A distinct difference I’m noticing is that there seems to be a greater depth perception and detailing on this lovely LP version. 

For example I’m more clearly hearing different details I’d never really noticed before such as the teensy little birdy tweets on “My Bird Performs.” The trumpet playing in the background through much of that song sounds positioned quite distinctly in the right corner of an imagined stage I say “imagined” as this is a studio recording, so it was probably an overdub, not made with the band at the same time as the basic tracks on an actual performance stage. Curiously, the producer pans the trumpet more toward the left-centre for its solo, reminding the listener that this is a studio creation and not necessarily representative of an actual live performance (which I’m perfectly fine with, mind you, but I know its an issue for some audiophiles). 

The decay on the shimmering splash cymbal in the initial measures of “Peter Pumpkinhead” is much larger and distinct than on the Blu-ray. Whatever is delivering this imaging, it’s impressive….

Of course some of you will ask if this release is “better” than the Blu-ray Disc version?  I can’t say that because of the aforementioned variables. They are “Oranges and Lemons”, if you will. 

In this instance, I’m noticing these differences comparing my vinyl.

My primary reason for owning the Blu-ray Disc is the wonderful 5.1 surround sound mix (which I listen to in my living room “home theater” area, on a separate playback system) and all the bonus goodies (and there are many there!).  My primary reason for wanting the vinyl is to be able to enjoy exactly that special inexplicable something extra which comes from that playback medium’s experience.  

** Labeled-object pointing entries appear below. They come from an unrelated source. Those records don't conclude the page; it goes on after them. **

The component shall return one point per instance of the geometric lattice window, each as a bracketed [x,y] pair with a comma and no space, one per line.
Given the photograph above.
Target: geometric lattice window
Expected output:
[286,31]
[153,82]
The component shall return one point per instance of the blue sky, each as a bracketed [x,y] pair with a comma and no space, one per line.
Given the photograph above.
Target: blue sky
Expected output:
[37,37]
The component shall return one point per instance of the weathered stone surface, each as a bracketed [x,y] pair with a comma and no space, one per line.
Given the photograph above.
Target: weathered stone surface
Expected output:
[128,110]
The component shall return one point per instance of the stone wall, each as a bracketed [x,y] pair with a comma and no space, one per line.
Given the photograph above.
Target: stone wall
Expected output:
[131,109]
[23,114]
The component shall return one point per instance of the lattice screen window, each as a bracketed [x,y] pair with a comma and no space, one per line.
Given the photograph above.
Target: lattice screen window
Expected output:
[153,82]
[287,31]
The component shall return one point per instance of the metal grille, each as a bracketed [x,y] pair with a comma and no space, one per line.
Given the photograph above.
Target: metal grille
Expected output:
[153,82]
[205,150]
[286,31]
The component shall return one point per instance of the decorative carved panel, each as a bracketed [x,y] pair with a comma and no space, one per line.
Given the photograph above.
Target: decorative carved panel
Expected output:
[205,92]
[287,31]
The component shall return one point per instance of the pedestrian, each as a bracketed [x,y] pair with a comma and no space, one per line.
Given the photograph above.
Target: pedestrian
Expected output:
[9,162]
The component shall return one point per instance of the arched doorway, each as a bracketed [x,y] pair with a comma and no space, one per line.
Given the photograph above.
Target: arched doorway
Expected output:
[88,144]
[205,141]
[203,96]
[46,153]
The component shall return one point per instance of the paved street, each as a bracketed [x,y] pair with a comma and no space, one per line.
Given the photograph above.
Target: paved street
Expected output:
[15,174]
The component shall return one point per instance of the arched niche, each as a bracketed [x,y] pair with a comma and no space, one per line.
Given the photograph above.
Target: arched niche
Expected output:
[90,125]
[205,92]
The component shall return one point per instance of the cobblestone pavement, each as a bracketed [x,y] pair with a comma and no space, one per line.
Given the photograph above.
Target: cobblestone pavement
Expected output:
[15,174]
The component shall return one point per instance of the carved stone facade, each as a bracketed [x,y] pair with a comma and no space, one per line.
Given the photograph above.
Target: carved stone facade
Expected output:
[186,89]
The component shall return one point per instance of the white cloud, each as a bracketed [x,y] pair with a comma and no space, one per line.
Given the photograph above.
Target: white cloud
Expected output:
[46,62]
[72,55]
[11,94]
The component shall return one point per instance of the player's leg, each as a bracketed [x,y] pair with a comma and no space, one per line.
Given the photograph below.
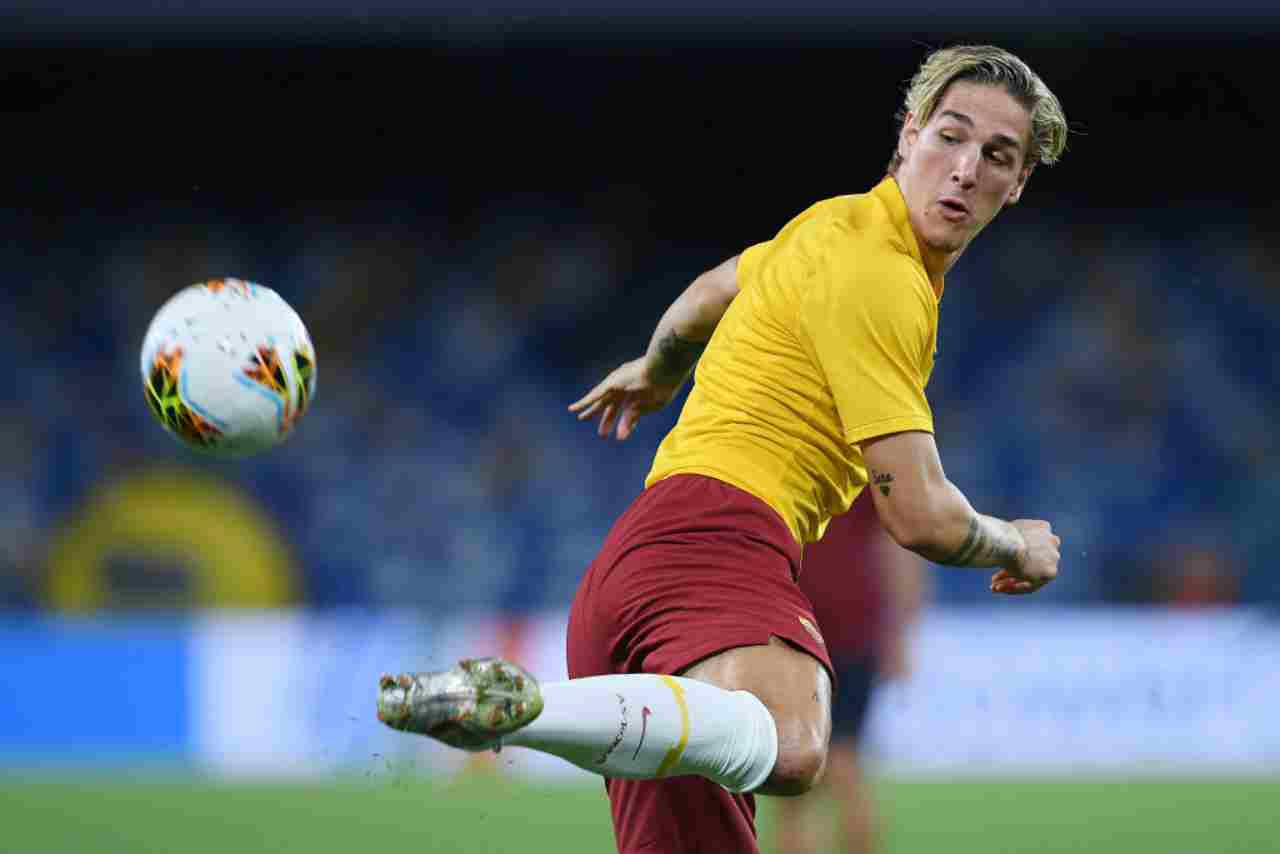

Scientists and fans of “hard data” might look at it on paper and dismiss the vinyl format as inferior. But in this case I will side with the wizards of sonic alchemy, the mixdown and disc mastering engineers who possess seemingly secret magical powers most of us can’t comprehend to make the music contained on these flat black discs magically soar into the sonic cosmos.

Whatever it is, it works and even with its all-digital ’90s sheen, “Nonsuch” is ultimately a grand listening experience on the new vinyl reissue.  And isn’t that all that matters?